Bernhard Grossmann |  Aufzeichnungen aus dem Krieg


Juni 1945


Juni 1945. Ampfing
 
Die Tage der Prüfung sind längst noch nicht zu Ende. In den beiden Wochen nach Pfingsten nahm das Leben in Erding qualvoll stagnierende Formen an. Mit der Verpflegung war unmöglich auszukommen, 250 gr. Brot und einen knappen halben Liter Suppe am Tag - aus deutschen Beständen. Schiebung blüht - überall dort, wo ein letzter Rest preußischer Verwaltung bleibt. Man ist gezwungen, zum Arbeitsdienst zu gehen, auf die Gutmütigkeit der Menschen zu hoffen oder direkt zu betteln oder es der Gunst der Amerikaner zu überlassen, uns ein paar ihrer ausgezeichneten Konserven hinzuwerfen. Tausende drängen sich am Morgen, verwahrlost und ungepflegt die meisten, um wie Vieh auf LKWs gepresst zu werden. Sie werden zu irgendwelchen Arbeitsstellen gefahren, begehrt sind die amerikanischen Kommandos, aber auch erniedrigend. Es gab Kommandos, die Russenlager reinigen mußten, Reinigungsdienste sind sehr beliebt, wenn es meist auch nur eine Art Beschäftigungstheorie ist. Ich werde nicht vergessen, wie ich am 29.5. (?) in Wartenberg von der Hauptstraße kleine Papierschnitzel aufklauben mußte, natürlich unter Bewachung, aber die Posten waren sehr nett und später geradezu freundschaftlich.

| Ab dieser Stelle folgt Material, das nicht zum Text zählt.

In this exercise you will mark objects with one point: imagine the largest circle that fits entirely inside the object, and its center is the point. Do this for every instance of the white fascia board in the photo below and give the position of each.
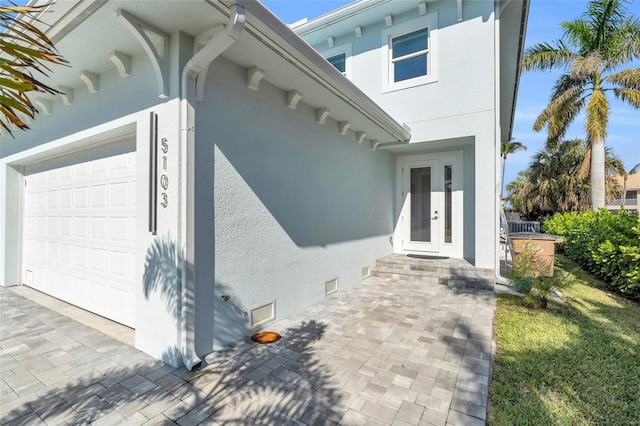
(262, 24)
(336, 15)
(523, 31)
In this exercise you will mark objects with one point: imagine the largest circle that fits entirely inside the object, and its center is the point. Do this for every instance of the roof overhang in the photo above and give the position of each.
(512, 19)
(86, 31)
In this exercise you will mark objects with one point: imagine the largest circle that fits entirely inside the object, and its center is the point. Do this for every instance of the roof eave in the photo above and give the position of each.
(268, 27)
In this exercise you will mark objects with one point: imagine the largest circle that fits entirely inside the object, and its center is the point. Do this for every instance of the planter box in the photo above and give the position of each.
(542, 244)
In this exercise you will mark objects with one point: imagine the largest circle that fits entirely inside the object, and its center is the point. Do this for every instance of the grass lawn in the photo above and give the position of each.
(576, 363)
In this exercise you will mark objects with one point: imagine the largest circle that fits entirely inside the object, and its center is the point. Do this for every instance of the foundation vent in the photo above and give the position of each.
(262, 313)
(330, 286)
(366, 272)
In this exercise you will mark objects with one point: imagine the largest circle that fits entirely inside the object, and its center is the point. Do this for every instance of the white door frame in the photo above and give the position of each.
(450, 245)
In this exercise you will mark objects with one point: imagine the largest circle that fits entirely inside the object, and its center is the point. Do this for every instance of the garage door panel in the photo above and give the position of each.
(79, 230)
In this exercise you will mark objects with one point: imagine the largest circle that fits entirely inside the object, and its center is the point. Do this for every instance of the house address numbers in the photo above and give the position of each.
(164, 179)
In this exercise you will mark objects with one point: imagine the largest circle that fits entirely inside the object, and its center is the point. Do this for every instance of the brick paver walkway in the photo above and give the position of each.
(383, 352)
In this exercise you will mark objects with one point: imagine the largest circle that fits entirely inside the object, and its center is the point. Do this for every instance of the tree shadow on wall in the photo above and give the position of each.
(219, 319)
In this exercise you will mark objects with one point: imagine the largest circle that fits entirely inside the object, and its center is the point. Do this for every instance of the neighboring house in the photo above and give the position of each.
(633, 192)
(206, 171)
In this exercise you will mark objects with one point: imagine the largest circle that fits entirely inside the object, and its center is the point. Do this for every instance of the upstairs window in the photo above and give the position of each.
(409, 55)
(340, 62)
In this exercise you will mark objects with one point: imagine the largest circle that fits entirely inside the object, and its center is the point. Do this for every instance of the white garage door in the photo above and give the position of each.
(79, 229)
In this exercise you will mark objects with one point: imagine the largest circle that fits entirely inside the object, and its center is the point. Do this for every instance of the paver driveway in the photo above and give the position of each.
(382, 352)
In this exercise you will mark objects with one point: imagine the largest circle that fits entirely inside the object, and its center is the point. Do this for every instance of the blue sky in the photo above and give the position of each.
(545, 17)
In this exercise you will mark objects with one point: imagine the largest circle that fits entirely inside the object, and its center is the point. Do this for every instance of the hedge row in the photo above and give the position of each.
(605, 244)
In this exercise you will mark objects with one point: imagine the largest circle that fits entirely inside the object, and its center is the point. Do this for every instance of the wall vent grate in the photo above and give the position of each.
(366, 272)
(262, 313)
(330, 286)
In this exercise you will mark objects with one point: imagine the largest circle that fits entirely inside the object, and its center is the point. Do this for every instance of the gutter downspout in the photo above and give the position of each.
(523, 28)
(190, 75)
(497, 138)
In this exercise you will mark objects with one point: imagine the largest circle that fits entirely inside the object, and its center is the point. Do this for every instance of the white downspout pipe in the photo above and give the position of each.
(497, 138)
(190, 74)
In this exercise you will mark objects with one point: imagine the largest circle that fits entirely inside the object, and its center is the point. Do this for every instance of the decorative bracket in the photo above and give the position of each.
(45, 106)
(122, 63)
(199, 43)
(91, 80)
(293, 97)
(155, 44)
(321, 115)
(66, 93)
(330, 41)
(343, 126)
(254, 76)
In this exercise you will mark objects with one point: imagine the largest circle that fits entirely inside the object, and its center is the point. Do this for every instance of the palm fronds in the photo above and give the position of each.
(24, 50)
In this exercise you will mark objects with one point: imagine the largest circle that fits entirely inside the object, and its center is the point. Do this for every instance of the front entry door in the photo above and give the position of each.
(421, 188)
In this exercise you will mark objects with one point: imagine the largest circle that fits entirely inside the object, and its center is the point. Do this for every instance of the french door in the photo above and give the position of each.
(422, 206)
(431, 215)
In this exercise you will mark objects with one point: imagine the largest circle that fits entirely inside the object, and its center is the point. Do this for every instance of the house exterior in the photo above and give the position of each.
(206, 170)
(633, 191)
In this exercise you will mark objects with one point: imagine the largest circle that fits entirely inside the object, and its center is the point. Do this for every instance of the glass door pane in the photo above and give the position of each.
(448, 203)
(421, 204)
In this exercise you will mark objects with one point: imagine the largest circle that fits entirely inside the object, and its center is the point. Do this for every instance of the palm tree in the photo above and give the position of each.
(506, 148)
(23, 49)
(552, 182)
(592, 53)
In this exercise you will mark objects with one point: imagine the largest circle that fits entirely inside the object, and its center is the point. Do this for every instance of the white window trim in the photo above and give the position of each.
(429, 22)
(343, 48)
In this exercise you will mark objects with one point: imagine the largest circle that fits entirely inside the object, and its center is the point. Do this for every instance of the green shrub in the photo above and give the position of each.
(607, 245)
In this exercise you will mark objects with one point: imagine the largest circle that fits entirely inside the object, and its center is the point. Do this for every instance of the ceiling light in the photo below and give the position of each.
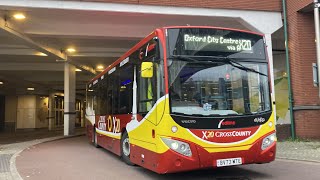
(19, 16)
(40, 54)
(71, 50)
(100, 67)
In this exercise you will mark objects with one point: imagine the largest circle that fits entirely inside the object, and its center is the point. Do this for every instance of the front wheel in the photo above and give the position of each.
(125, 149)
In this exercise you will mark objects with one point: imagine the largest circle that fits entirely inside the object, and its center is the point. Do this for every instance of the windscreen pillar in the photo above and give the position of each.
(51, 111)
(270, 59)
(69, 99)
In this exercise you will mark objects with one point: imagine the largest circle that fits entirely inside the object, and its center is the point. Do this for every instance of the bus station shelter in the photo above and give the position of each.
(50, 49)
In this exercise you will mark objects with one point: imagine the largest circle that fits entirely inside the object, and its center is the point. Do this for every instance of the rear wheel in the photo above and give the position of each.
(95, 139)
(125, 148)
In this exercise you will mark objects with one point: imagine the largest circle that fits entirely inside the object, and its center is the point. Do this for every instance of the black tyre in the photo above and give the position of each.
(94, 135)
(125, 149)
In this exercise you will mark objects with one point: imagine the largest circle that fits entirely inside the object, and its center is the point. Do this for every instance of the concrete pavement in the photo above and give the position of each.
(9, 151)
(301, 151)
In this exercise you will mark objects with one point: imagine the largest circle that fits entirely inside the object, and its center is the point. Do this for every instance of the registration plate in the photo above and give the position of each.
(229, 162)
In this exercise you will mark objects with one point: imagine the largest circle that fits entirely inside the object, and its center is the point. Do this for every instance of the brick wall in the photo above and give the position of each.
(270, 5)
(302, 55)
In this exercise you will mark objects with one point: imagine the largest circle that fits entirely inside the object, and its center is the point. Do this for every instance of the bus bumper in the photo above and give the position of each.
(171, 161)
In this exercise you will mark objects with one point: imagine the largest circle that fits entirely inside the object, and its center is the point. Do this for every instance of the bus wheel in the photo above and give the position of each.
(95, 139)
(125, 148)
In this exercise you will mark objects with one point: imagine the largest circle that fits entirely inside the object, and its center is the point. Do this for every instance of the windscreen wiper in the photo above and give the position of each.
(183, 58)
(229, 60)
(211, 59)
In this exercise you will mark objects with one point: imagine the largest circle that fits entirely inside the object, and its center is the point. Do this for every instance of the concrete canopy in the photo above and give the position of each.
(100, 33)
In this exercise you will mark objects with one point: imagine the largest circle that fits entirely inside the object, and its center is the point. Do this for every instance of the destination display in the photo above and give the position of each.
(217, 43)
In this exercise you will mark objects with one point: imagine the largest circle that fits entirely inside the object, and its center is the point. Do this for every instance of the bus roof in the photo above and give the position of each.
(154, 33)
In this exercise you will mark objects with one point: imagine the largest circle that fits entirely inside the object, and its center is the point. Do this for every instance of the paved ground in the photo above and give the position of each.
(12, 144)
(75, 158)
(43, 160)
(304, 151)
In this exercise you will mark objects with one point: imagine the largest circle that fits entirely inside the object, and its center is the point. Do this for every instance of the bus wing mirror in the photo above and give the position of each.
(147, 70)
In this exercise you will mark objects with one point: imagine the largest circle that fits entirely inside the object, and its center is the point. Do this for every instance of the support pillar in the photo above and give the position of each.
(51, 117)
(270, 56)
(69, 99)
(317, 32)
(82, 104)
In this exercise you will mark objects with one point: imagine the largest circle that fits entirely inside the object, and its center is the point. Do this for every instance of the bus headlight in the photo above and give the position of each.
(178, 146)
(267, 141)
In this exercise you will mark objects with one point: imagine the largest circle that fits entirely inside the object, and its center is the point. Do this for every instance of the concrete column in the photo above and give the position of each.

Sehr unangenehm war ein Arbeitsdienst am 23.5. in Kraiburg bei einem HQ, wo wir Gebäude reinigen mußten, ein Wasserbassin voller Schlamm leeren, Sträucher umhauen, einen Baseball-Platz herrichten und dann unter Aufsicht jüdischer Posten Kehrichthaufen forträumen mußten noch nach 20.00 Uhr, woran sich eine qualvolle Rückfahrt in strömendem Regen anschloß. Am Fronleichnamstag teerten wir Straßen, wobei ich meine ganze Energie darauf konzentrierte, keinen Teerspritzer an die Hosen zu bekommen, was mir auch fast gelang. Am nächsten [Tag] Steine klopfen in den Trümmern von Erding, nachdem wir uns in der Volksküche nocheinmal richtig satt gegessen haben. Ich lerne dabei einen ganz netten Dipl.Ing. aus Berlin kennen, mit dem ich über allerlei spreche und der mich für einen klassischen Intellektuellen-Typ aus der System-Zeit hält! Aber er meint, es sei fraglich, ob dieser Geist in Zukunft noch gefragt sein werde. Ich zweifle auch daran, wenn ich den kleinen Ausschnitt amerikanischer Mentalität betrachte, der sich mir bisher bot. Eine Nation mit Civilisation, die sich sehr angenehm in den Bereichen des materiellen Lebens auswirkt, unsentimentaler Gleichmut, kühler, aufs Praktische gerichteter Verstand, Flachheit und Profillosigkeit des Intellekts, dafür aber einen gewissen humanen cant [?], Fehlen eines tieferen Kulturbewußtseins.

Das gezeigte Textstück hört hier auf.